Interdisciplinary & Broad Disciplines
Recognizing the potential for fragmentation in a department-by-department approach, the Library has always set aside funds for interdisciplinary needs. As recent scholarship has shown an increasing tendency to cross traditional boundaries and as new technologies have made possible scholarly products that serve a wide range of scholarly interests and purposes, there is a need to formally recognize these trends in the Library's collecting practices. In addition there is a growing recognition that the differences that distinguish scholarship within broad disciplines - use of different primary materials, research approaches, vocabularies, and methodologies - are reflected in differing needs for monographic vs. serial literature, historical vs. current materials, new vs. traditional formats, access vs. local ownership of materials.
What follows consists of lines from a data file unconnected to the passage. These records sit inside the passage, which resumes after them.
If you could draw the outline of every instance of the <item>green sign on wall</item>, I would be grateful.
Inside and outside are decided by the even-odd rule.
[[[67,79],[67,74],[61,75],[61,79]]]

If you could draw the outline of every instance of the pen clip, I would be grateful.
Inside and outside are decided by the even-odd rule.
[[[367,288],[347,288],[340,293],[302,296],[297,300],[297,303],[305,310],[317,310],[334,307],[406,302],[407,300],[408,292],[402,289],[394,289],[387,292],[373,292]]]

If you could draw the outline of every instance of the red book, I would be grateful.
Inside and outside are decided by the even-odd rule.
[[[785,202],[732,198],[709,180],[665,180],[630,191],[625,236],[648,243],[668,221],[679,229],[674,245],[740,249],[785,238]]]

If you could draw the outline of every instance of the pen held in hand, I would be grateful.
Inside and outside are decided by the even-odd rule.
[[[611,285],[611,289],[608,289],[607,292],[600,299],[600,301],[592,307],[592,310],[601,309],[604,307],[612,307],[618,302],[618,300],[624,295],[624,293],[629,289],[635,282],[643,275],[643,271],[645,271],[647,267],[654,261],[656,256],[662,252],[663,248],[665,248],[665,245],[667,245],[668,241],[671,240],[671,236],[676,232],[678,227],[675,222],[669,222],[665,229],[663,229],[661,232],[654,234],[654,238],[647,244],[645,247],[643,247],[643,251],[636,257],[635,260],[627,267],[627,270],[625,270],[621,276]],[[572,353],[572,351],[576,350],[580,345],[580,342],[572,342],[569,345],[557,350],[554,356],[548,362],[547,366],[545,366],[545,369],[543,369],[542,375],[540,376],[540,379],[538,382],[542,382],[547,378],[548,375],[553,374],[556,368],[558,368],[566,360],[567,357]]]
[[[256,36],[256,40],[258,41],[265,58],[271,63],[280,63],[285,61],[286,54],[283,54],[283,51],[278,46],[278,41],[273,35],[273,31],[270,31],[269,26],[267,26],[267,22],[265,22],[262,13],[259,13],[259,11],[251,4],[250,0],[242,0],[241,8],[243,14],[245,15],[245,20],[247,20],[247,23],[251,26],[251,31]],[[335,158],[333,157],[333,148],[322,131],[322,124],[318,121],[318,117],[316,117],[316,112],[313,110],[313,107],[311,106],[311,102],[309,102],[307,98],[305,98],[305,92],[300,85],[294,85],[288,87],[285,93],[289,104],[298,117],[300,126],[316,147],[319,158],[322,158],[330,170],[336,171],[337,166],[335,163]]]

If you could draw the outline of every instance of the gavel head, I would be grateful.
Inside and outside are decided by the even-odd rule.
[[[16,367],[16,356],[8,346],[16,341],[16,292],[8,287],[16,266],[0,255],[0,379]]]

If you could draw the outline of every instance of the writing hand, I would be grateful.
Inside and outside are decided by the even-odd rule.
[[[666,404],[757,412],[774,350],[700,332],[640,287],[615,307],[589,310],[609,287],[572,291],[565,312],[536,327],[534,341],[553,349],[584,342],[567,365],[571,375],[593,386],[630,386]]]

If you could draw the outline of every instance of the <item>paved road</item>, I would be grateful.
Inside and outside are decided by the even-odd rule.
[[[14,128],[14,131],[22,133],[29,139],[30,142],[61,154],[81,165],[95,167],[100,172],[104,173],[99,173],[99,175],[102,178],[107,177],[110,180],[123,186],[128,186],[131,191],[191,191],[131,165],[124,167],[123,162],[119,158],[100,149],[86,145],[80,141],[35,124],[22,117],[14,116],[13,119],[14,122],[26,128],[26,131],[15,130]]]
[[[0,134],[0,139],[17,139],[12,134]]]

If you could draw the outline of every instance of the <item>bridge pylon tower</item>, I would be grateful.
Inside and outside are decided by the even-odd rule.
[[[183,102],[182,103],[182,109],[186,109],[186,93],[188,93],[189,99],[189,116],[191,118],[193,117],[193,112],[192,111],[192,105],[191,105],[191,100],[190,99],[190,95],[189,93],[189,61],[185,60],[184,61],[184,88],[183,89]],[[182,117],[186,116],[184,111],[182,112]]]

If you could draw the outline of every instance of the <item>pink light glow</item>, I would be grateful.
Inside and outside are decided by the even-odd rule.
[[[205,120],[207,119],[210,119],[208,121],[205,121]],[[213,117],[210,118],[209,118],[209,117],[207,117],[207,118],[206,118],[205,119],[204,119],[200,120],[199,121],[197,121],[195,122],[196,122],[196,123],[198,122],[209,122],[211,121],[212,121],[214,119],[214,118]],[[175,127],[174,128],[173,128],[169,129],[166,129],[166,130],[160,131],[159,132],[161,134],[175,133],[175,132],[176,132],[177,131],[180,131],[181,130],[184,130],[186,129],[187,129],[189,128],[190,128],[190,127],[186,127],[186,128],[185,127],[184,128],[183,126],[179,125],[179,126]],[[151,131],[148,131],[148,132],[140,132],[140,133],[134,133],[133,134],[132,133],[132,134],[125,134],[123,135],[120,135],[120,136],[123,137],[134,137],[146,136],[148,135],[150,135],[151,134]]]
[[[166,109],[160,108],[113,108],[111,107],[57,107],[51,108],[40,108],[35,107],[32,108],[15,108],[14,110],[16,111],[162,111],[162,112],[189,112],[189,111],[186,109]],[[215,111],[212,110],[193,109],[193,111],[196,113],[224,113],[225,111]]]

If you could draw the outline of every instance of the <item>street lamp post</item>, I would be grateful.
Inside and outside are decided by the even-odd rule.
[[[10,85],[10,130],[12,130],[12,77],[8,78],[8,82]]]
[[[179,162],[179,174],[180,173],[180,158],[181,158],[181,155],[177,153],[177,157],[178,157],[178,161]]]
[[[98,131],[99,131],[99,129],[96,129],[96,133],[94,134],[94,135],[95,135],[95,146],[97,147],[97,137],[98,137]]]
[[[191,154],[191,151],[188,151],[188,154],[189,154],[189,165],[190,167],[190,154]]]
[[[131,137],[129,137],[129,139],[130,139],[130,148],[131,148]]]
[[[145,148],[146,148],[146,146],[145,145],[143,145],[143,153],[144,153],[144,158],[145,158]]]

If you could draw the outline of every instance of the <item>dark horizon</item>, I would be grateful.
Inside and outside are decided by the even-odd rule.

To meet the challenges of interdisciplinary and discipline-specific needs while continuing to build collections in support of individual departments, centers, and programs, the Library has recently reconstituted its subject specialist and curatorial staff into four broad Discipline Groups - Humanities, History & Area Studies, Social Sciences, and Science & Medicine. Individual members of these groups continue to serve as liaisons with individual departments; collectively, the groups address issues and develop programs of particular relevance to the students and scholars in each broad discipline area. Because the Discipline Groups integrate subject specialists from the general collections and special collections curators, maintaining the historic strength of Brown's collections of record and meeting the changing needs of its students and faculty can be addressed in a coherent and complementary approach to the Brown University Library collections as a whole.